DICKINSON COLLEGE
REQUEST FOR EXAMINATION, TREATMENT AND/OR PRESCRIPTION AND/OR DEVICE
OR METHOD.
DATE ____________ NAME OF PATIENT
_____________________________________
DATE OF BIRTH _______________ FHC PATIENT
ID NUMBER ______________________________
I have received from Dickinson College
Health Center a fact sheet containing information on the use, effectiveness,
and known risks of the available contraceptive drugs including oral contraceptives
(birth control pills), diaphragms, and other contraceptive methods. I have
read the fact sheet, which has been explained to me and I understand it.
I also understand that a doctor/nurse practitioner is available to answer
any questions that I may have. No guarantee or assurance has been made
to me as to the results which may be obtained if I use any of the methods
described in the fact sheet, and I am aware on the basis of the fact sheet
and the explanation I received of the possible adverse consequences and
side effects of the various methods as set forth in the fact sheet.
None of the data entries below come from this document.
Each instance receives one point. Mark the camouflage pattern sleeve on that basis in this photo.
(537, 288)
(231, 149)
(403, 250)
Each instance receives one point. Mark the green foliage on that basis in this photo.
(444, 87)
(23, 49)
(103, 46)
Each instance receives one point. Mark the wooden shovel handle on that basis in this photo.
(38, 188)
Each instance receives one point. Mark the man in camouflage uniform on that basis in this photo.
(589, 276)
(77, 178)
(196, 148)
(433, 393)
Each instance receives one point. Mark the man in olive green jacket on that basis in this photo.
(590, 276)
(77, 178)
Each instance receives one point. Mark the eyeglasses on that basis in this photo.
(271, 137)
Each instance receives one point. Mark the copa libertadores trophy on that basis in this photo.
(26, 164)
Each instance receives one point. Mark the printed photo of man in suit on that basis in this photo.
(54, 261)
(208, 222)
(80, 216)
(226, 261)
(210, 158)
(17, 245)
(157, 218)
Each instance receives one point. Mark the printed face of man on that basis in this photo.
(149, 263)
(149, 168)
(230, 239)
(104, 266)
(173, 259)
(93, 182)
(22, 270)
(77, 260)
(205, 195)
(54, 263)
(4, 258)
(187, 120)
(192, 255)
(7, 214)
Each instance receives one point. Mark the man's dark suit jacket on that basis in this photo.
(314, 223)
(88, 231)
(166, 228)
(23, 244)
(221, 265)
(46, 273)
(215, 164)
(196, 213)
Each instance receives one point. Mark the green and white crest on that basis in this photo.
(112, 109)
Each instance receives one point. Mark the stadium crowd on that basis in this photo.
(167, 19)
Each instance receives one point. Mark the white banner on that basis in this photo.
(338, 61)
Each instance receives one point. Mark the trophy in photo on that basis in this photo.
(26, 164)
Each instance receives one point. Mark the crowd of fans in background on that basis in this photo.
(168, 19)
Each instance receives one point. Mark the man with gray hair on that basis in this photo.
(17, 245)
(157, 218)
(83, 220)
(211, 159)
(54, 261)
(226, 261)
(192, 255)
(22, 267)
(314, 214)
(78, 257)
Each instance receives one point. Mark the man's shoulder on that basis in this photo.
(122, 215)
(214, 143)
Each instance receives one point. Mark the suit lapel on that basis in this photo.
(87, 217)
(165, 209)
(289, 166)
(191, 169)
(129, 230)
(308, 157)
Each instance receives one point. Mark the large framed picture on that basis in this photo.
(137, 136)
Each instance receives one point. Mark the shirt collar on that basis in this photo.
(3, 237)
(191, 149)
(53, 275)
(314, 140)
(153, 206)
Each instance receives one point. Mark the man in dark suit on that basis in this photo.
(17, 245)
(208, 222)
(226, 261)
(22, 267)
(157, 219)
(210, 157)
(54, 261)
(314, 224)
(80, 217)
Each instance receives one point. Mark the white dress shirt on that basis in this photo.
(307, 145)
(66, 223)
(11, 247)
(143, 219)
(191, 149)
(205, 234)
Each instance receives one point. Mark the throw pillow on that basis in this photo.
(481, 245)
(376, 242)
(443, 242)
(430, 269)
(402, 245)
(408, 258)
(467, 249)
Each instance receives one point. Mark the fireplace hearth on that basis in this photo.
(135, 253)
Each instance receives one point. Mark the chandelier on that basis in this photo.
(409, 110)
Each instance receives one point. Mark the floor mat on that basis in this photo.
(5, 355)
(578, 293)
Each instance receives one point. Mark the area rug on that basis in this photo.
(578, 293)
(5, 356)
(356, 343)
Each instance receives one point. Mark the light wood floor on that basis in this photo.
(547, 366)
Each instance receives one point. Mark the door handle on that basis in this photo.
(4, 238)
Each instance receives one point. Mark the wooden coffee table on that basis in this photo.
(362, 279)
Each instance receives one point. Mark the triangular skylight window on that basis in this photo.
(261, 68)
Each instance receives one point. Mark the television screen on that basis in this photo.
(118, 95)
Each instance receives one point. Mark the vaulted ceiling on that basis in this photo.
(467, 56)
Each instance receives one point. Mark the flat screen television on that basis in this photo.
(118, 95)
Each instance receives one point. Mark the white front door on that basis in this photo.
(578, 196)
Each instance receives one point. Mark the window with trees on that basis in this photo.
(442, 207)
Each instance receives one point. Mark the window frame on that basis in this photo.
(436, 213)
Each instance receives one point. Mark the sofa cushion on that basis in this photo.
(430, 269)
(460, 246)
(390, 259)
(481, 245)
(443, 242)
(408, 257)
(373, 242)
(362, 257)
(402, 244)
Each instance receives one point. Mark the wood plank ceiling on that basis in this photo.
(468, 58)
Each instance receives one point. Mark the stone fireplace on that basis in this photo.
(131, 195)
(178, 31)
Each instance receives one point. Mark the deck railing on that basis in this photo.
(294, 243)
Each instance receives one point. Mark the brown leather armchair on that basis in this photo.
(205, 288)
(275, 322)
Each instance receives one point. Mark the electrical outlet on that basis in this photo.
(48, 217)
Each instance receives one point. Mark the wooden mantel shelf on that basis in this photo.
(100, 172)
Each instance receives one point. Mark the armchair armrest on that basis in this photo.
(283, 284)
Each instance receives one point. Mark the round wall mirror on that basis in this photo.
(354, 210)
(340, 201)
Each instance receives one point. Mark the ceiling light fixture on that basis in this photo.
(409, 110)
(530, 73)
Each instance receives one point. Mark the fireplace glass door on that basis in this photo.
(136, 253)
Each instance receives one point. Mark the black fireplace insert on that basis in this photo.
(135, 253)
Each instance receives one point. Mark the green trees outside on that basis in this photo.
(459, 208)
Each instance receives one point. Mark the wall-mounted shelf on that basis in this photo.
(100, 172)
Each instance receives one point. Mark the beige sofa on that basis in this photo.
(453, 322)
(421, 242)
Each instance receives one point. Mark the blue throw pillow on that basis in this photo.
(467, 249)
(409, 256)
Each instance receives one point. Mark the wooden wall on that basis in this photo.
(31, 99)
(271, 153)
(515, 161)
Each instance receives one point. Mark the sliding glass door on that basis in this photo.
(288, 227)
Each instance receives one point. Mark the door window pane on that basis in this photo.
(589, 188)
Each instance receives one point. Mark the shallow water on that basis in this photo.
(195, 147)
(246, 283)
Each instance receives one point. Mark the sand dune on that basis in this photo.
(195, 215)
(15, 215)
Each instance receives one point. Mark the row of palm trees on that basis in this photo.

I hereby request that a person authorized
by Dickinson College Health Center examine me and that a suitable contraceptive
drug, device, or method be prescribed or fitted. I understand that the
clinician reserves the right to refuse the birth control method of my choice,
if in the clinician's judgement, there are medical contraindications.
I understand that it is my responsibility
to inform Dickinson College Health Center of any problems or difficulties
that occur while using the prescribed contraceptive method and/or procedure.
I also understand that I am responsible for returning for my regularly
scheduled visits as instructed.
Dickinson College Health Center reserves
the right to refuse treatment to anyone if, in the clinician's judgement,
the patient is unwilling to abide by the protocol and policy of the Dickinson
College Health Center.
We receive a government subsidy which helps
to pay for your family planning services, however, it does not cover the
full cost of your services. We must also charge you a fee for some services
and supplies to cover our cost. Please let us know if you have a problem
with paying your fee. If you feel you are unable to pay, your records in
the Financial Aid Office will be reviewed to substantiate (or verify) your
inability to pay. Based on that review no patient unable to pay will be
denied services.

DATE ___________ SIGNATURE OF PATIENT ___________________________________________
I have witnessed the fact that the patient
received, read and said she understood the fact sheet.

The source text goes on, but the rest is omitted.